Christian Yahya Bonaud, théologien et philosophe chiite, est mort

Christian Yahya Bonaud, théologien et philosophe chiite, est mort

Né en Allemagne dans une famille catholique, hippie, converti à l’islam soufi puis chiite, mais aussi détenteur d’un doctorat de philosophie à la Sorbonne, traducteur du Coran… Le parcours de Christian Yahya Bonaud, 62 ans, mort accidentellement le 26 août en Côte d’Ivoire, est étonnant. Lui-même se définissait d’abord comme un « bandeh Khoda », c’est-à-dire « une créature de Dieu, aspirant à Dieu » en persan, rappelle son ami et élève Razi Shah.

Né en Allemagne en 1957, il a également vécu en Algérie avant de revenir en France, à Strasbourg, avec sa famille, à l’âge de dix ans. Étudiant en philosophie à la Sorbonne, il se convertit à l’islam à la fin des années 1970 et devient l’élève d’Amadou Hampâté Bâ, chef spirituel du tidjanisme, confrérie soufie très présente au Sénégal. Il prend alors le nom de « Yahya ».

Influencé par la pensée de l’Imam Khomeyni

Pendant ses études, il découvre les écrits philosophiques de l’imam Khomeyni et se tourne alors vers le chiisme. « En France, Khomeyni n’est connu que pour son rôle politique dans la révolution iranienne. Pourtant, c’est aussi un grand spécialiste de la pensée du philosophe Ibn’Arabi et aujourd’hui encore ses commentaires sont étudiés », souligne Maly Hosseinpour, ami et élève.

Christian Yahya Bonaud décide alors de consacrer sa thèse aux écrits philosophiques et gnostiques de l’imam Khomeyni. Sa thèse est publiée en 1995 : Métaphysique et théologie dans les œuvres philosophiques et spirituelles de l’imam Khomeyni (École pratique des hautes études, Paris).

Autant théologien que philosophe

Il enseigne la philosophie à l’université de Téhéran, en particulier la pensée du philosophe et mystique iranien Molla Sadra dont il était l’un des grands spécialistes, ainsi que celle du grand ouléma Ibn Arabi.

« Christian Yahya Bonaud n’a jamais cherché la lumière mais travaillait dans son coin », relève Maly Hosseinpour, qui l’a rencontré grâce à des forums de discussion entre musulmans sur Internet, initiant ainsi une amitié spirituelle et intellectuelle de vingt-cinq ans.
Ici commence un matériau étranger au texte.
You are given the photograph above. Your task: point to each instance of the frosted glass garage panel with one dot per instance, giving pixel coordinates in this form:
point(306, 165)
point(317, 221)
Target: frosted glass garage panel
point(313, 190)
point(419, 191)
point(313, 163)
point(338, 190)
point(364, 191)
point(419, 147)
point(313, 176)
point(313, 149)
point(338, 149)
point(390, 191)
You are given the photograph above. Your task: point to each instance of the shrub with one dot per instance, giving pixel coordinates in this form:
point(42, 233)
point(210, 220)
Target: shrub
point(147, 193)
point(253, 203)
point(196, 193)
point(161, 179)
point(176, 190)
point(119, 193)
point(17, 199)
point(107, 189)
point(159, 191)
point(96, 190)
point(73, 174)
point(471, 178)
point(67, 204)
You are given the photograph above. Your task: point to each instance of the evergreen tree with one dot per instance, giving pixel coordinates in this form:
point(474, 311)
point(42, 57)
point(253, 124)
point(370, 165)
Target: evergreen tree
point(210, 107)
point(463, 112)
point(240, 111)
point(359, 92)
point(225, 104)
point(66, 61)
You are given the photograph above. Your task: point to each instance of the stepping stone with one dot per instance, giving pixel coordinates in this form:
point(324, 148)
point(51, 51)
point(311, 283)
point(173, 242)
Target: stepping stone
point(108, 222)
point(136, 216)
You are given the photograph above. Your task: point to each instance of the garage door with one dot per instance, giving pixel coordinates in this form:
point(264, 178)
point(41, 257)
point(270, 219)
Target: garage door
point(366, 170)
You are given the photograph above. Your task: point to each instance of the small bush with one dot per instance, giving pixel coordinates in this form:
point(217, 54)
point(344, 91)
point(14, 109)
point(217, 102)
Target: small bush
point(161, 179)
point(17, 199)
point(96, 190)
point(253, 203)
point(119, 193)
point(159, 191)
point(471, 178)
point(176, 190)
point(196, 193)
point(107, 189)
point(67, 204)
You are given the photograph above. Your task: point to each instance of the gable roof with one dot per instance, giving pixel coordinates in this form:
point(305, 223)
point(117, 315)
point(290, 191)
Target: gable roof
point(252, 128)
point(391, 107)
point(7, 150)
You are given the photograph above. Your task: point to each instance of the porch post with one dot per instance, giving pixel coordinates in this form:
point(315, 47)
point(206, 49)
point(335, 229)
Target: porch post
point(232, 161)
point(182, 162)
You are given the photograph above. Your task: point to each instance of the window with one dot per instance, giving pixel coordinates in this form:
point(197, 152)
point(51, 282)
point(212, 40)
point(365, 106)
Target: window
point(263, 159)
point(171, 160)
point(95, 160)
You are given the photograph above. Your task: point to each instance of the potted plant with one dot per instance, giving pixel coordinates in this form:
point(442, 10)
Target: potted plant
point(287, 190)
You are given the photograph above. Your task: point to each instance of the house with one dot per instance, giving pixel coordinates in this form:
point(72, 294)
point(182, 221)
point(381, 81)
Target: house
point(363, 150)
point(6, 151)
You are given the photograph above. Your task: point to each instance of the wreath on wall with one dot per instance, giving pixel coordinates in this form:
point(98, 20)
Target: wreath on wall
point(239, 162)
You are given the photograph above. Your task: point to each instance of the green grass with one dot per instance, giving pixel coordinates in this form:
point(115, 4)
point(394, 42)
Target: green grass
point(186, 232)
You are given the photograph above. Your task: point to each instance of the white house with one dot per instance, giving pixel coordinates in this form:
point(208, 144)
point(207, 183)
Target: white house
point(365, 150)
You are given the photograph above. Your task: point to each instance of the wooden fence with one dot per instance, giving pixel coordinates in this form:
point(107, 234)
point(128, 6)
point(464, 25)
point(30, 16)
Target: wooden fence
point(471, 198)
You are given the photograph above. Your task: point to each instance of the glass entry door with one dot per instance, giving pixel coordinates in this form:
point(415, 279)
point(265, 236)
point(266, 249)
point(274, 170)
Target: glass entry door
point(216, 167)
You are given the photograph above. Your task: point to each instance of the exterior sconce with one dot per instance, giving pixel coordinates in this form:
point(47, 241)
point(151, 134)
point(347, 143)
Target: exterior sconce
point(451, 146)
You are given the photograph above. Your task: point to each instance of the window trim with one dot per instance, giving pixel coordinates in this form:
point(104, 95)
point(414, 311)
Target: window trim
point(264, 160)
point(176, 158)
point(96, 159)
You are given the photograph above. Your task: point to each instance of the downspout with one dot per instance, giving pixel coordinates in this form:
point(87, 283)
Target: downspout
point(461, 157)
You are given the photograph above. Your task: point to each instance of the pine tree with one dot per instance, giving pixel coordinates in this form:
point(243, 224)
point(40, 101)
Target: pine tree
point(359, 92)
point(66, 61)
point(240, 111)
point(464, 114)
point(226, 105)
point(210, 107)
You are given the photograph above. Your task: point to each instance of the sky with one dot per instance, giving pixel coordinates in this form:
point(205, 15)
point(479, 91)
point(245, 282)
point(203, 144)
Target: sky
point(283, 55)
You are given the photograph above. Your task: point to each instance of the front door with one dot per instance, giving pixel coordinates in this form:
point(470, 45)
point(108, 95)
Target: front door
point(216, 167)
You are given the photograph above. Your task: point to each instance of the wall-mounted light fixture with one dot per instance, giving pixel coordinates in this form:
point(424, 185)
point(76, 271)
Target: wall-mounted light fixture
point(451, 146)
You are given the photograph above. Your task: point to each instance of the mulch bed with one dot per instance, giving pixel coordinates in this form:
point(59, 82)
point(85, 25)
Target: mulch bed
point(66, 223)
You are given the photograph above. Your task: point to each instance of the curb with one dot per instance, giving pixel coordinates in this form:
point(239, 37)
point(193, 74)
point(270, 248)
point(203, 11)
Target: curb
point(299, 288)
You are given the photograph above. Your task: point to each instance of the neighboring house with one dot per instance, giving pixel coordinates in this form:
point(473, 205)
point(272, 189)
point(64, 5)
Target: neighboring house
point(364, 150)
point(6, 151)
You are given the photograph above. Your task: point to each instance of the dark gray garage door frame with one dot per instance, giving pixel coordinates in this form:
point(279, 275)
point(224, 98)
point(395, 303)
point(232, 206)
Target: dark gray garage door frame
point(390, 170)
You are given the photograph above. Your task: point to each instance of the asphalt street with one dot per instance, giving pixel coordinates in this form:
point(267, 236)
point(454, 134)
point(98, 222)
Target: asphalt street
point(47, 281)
À la différence des universitaires spécialistes du chiisme, Christian Yahya Bonaud se revendiquait autant théologien que philosophe. « Il lisait les travaux des partisans de l’approche historico-critique mais il les trouvait réducteurs parce qu’ils amputent la religion de sa dimension mystique », note Maly Hosseinpour.

Mois de muharram

Aux yeux de ce dernier, cette approche – qui était celle d’orientalistes, comme Henry Corbin, jusque dans les années 1970 – est une autre raison pour laquelle il n’a pas trouvé sa place à l’université française. « Aujourd’hui, on exige de l’islamologue qu’il entretienne une certaine "distance" avec son sujet, autrement dit qu’il soit agnostique », regrette Maly Hosseinpour. « Christian Yahya Bonaud, lui, connaissait aussi bien les textes chiites que les philosophes. Dans le monde francophone, nous n’avons plus personne comme lui. »

Lors de son décès, il se trouvait en Côte d’Ivoire pour le mois de muharram, le premier mois du calendrier musulman, particulièrement important pour les chiites. Pendant les dix premiers jours du mois, ces derniers commémorent le massacre des partisans de l’imam Ali à la bataille de Kerbala. Christian Yahya Bonaud donnait à la communauté chiite d’Abidjan une série de conférences sur ce thème.

Plutôt qu’à Mashad, c’est donc finalement en Côte d’Ivoire, aux côtés de son premier maître spirituel, que Christian Yahya Bonaud a été enterré.